Missoula County allocates $ 1 million in ARPA funds to upgrade Lolo plant


LOLO – Almost a million dollars in funding for the American rescue plan will be used to make long-needed improvements to Lolo’s wastewater treatment system – and eliminate the use of leaky ‘bio-bags’.

Missoula County Commissioners approved the work order last week and expect the improvements to begin next winter. Lolo is increasing in both population and size, and the system is unable to meet today’s standards or requirements. The risk of system failure is also a concern.

“It’s great that we can use the money from ARPA to meet these sewer and water infrastructure needs for these areas that are kind of deficient,” said Commissioner Josh Slotnick. “This is a big step forward for the Lolo sewerage system. “

Over a decade ago, an engineering report was written that recommended a number of improvements to the Lolo WWTP to improve both capacity and processing.

The upgrades were never funded, but with ARPA funding now available, the work can finally begin.

“Some work has been done, but due to budget deficits over the years, not all of this work has been completed,” said Erik Dickson of County Engineering. “When the ARPA grant became available, we applied for this grant and received funding.
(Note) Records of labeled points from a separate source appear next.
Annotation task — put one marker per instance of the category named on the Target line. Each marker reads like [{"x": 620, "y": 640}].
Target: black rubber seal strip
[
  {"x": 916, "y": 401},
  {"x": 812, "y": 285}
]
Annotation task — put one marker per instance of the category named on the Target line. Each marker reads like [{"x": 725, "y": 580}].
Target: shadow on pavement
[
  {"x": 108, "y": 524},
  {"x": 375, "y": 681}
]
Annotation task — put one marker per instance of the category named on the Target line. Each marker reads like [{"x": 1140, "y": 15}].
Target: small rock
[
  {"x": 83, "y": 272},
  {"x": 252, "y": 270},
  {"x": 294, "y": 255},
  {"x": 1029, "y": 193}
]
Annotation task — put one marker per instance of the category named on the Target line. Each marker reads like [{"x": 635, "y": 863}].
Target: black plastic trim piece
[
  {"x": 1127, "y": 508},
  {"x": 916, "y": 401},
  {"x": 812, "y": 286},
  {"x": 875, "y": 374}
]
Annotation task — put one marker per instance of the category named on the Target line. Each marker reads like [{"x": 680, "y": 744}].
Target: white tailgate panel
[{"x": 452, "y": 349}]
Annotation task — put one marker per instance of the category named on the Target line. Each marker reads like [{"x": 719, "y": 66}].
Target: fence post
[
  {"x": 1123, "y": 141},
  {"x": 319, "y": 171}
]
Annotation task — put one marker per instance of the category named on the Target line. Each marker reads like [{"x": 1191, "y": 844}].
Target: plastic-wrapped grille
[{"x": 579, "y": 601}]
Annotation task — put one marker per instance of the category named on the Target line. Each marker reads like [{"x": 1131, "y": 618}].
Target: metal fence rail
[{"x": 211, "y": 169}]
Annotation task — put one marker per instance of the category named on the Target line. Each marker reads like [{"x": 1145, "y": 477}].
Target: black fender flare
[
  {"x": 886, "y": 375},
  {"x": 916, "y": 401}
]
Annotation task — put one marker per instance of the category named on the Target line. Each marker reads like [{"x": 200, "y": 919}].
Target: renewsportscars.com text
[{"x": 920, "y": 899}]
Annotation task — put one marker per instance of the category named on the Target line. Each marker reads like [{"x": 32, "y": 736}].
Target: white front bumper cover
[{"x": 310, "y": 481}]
We continue to see areas that need improvement.

Craig Caprara, head of the water section for HDR, said upgrades were planned as early as 2008. Recommended upgrades cover major equipment, from pumping effluent to upgrading the treatment tank.

But Caprara said most of the work includes the design of the dewatering plant. The plant is currently using a dredge provided by the National Park Service to dredge a storage pond, place the material in biological bags, dry it out, and send it to landfill.

“It’s an extremely laborious and inefficient process for plant staff,” said Caprara. “The bio-bags are in a polishing pond which is suspected of leaking. It’s just not a very good process.

Caprara said the work will also include a second discharge line and an improved lifting system.

“All of Lolo’s wastewater gravitates to a main lift station located a few thousand feet from the plant, and it pumps the treatment to the plant,” he said. “This lifting station is quite old and needs to be replaced. There is a discharge line that carries the wastewater to the treatment plant. If that pipe breaks, you have a lot of trouble.